First at the merchants side:

  1. In store payments checkout like Gopago (Amazon acquisition): many others
  2. Card reader: Square
  3. Terminals: Use of Kindle tablet in competition with most notability Apple’s IPad and more traditional players.

Secondly at the payers side:

  1. Converging multiple 3rd party credit cards to one Amazon card: Coin
  2. Amazon (branded) Credit Card: the usual suspects MasterCard, Visa etc. (NB how to combine with #3?)
  3. P2P: PayPal

Not (implicitly) mentioned in the Finextra report:

  1. Amazon Wallet: Apple Wallet, Google Wallet, MyOrder…
  2. Amazon coins for P2P? I hope not. I speculate that the P2P function will be based on Amazon Coins, as this is formally no money or currency it will be easier to introduce due to regulations about money services in various countries.
  3. Payment Service Provider: many others, reusing Amazon accounts
  4. Amazon Prime: Apples’ ITunes accounts, (i.e. closed ecosystem accounts)

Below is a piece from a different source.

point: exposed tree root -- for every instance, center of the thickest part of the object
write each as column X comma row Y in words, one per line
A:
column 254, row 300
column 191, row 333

Will Amazon be able to reverse the payments chain as I expect the Apple Wallet to do? I do not think so for it does not have the smartphone base that needs to act as a terminal. The much anticipated Amazon smartphone will have to sell massively to make a difference soon.

What I have not figured out yet is how Bozos plans to attract a sufficient amount of brick and mortar retailers for its payments services. Amazons traditional core business is in direct competition with them (at least in the US). The Amazon checkout will allow Amazon to see what is sold by who to whom in what quantities with its prime business targets. (UPDATE 7 feb. 2014: Amazon Puts Image Recognition Into Its Main iOS App – Prepare To Be Even More Showroomed, Retailers | TechCrunch. Not only can Amazon see what the buyer has bought via their checkout system it could also see what buyers considered buying.)

NB 1 One of the major strategic issues for a business conglomerate like Amazon is how to balance the various business lines. I will deal with that topic at some future day.

NB 2 As I indicated in yesterdays post the EU and the USA are not similar environments for payment services. What that would imply for services like Amazons’ and Apple wallet is dealt with at some future day.